The Warm-Up Act

Before We get Started

it's time to



 In the last edition I was telling you about house-hunting in France and I can report full success in this arena. Before you all throw your computers at the wall while shouting that he's become a flamboyant little show-off; desist and let me finish. I hope that these occasional forays into French wine-tasting might be put to good use in producing a series of article that fit in with the style of writing that is purely Winefullness.

 At the moment, as I write this, I've discovered quite a few things from these visits across The Channel (or should I say La Manche). The first thing is that if you are a vegetarian then your food groups usually consist of cheese, bread or omelettes. Now I love cheese and bread, but if I eat too much it is not too good for me. I can only think that this would be a nightmare if you can't take your gluten.

 With omelettes, I think the French excel, and it seems that even some out of the way cafe cook can whip up the sort of offering that might cost you quite a few quid if it was delivered to your table at one of London's better eating establishments. I don't know where they get off charging so much, and think that perhaps the cost is mainly down to the accompanying salad that has barely shaken hands with a dressing and is limper than an anemic before a blood transfusion.

 If you think this through then it can get a little boring playing culinary tennis between bread and cheese, and omelettes. Sure, I can get a pizza that seems to be covered in a tsunami of interesting cheeses, but I would love it if French cuisine started to grow bolder with its 'veggie' offerings.

 Another of my observations is about the French love of 'gesture'. While most English villages possess a 'village idiot' (usually a man who drinks real ale, loves to show you his Morris Dancing moves and has less teeth than a two month old baby) the French have gone one better, and I would like to introduce you to the French equivalent; the gesture artist!

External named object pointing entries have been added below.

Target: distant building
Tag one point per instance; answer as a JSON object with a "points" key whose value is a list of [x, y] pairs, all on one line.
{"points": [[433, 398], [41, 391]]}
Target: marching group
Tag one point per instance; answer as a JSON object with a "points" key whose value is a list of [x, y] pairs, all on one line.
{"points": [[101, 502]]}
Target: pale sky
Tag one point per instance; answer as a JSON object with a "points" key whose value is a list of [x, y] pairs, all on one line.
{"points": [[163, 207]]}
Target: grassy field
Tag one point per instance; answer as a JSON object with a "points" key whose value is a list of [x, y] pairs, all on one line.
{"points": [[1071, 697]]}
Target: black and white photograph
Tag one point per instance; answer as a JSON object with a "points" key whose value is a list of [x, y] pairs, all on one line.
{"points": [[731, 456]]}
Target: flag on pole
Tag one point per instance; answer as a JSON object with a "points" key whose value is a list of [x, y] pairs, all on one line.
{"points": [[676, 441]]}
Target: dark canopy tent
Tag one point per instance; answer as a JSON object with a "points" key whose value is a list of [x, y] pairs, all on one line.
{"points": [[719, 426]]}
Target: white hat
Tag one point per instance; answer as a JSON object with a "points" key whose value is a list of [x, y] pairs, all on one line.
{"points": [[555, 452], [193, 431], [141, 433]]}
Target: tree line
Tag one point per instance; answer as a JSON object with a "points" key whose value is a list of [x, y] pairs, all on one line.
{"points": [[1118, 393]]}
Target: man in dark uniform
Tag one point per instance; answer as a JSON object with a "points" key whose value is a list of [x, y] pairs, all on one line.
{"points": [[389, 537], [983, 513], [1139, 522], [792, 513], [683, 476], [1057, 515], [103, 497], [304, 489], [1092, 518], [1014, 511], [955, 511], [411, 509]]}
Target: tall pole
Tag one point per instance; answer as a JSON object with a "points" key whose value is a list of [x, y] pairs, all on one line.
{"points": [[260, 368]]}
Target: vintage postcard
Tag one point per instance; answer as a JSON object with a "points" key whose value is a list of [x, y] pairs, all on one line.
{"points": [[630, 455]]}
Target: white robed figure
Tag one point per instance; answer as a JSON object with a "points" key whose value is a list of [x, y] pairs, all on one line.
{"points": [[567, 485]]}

 I don't mean those Marcel Marceau types who are either stuck in a box, walking against the wind or carrying very heavy imaginary suitcases. What I'm talking about is those locals who inhabit all the bar stools when you walk in to a small village hostelry. You can often tell them by their chunky-knit sweaters and a cigarette drooping from the side of the mouth (no vaping here please). To see them in full action, all one needs to do is to ask a simple question such as directions or bar recommendations, and after the initial twitch from the cigarette they tilt their head and then with a quick shrug of their shoulders they are off. They point, they sway, they make gestures that everybody understands, except you, and if you're really lucky they will indicate how much of an idiot you are for not understanding them.

 I once met a French 'gesture' artist who related the results of an election with nothing more than a raised eyebrow, a single finger and a mouth whose lips seemed to be magnetically opposed. Who said that French theatre ended with Molière?

 The other thing I've found out about France, even though I've know it for a long time and it's good to have it confirmed, is just how good French wine actually is. I'm not just talking about the First Growth's of Bordeaux, or those cheeky little numbers one finds in the Rhone, Burgundy or Champagne. I'm talking about those finds one makes when ordering a glass of something with a meal or just to taste something local. Hopefully some of these will get an airing in future editions of Winefullness Magazine.